= Ayshe Dittanova =

Crimean tatar actress

Ayşe Dittanova

Ayşe Dittanova (Ayşe Dittan; 27 February 1918 – 15 November 2015) was a Crimean actress, initiator of the revival of the Crimean Tatar Drama Theater. Honored Artist of Ukraine (1993).

== Early life and education ==
Ayşe Dittanova was born on 27 February 1918 in village of Dereköy (now abolished village in Crimea, included in the city of Yalta). In 1933, Dittanova graduated from the Simferopol Theater College. After graduation she began working in the troupe of the Crimean Drama Theater.

== Career ==
In 1937 the repressions against the Crimean Tatars have started in the USSR and the spouses of Dittanova's sisters were accused of “treason” and murdered. Despite all the difficulties, Dittanova did not leave the theater, although she was given small episodic roles. Her role in the play The Fountain of Bakhchisarai is considered the most significant in Dittanova's stage career.

In 1938, Dittanova married Mecit Asanov who also worked at the Crimean Tatar Theater and they raised two daughters and one son.

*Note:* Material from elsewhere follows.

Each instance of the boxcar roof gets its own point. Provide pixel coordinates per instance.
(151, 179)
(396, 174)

When the World War II started, Dittanova along with other stage actors was holding demonstrations for soldiers in Crimea, and in 1944 she was exiled to Leninabad, Tajikistan. There from 1946 to 1951 she continued her career of a theater actress in Leninabad Russian Drama Theater. Due to the totalitarian policy of the USSR, Dittanova, like other actors of Crimean Tatar origin, was not allowed to engage in national art.

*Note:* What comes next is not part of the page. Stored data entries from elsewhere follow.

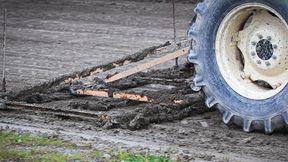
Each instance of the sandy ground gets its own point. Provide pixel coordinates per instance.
(50, 38)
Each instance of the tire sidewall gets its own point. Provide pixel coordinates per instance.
(217, 86)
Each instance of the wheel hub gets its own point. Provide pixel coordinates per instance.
(264, 49)
(252, 51)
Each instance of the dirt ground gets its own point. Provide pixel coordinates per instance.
(189, 131)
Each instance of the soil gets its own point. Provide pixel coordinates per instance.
(188, 131)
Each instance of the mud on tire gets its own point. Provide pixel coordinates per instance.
(266, 114)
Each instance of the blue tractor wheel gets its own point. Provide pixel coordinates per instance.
(240, 52)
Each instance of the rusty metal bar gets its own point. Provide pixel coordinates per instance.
(174, 29)
(4, 52)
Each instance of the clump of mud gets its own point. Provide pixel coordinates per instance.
(173, 103)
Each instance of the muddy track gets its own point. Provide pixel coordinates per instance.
(189, 131)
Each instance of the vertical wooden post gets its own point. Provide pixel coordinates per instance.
(174, 30)
(4, 51)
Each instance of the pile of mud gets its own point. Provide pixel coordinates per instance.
(119, 113)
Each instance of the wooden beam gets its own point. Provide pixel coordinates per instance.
(88, 92)
(117, 95)
(139, 68)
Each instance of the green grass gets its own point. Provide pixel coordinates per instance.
(127, 157)
(8, 138)
(10, 141)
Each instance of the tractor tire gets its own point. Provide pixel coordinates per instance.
(240, 52)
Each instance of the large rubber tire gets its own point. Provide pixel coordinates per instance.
(268, 114)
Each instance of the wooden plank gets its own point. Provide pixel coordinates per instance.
(134, 97)
(139, 68)
(88, 92)
(117, 95)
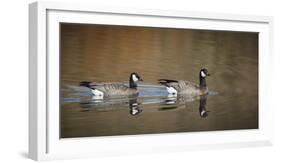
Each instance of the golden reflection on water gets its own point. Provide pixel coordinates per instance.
(111, 53)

In 1989, Dittanova returned to Crimea and immediately started working on the restoration of the Crimean Tatar Theater. Once the theater was restored, Dittanova worked there from 1990 to 1996.

In 1993, Dittanova was awarded a title of an Honored Artist of Ukraine for a significant contribution to the development of culture. From 1996 she lived in New York. She repeatedly visited Crimea and in 2010 participated in a creative meeting in the Crimean Tatar Library in Simferopol.

In 2014 she spoke at the ceremony dedicated to the 70th anniversary of the deportation of Crimean Tatars which took place at UN headquarters in New York.

Ayşe Dittanova died on 15 November 2015 in New York.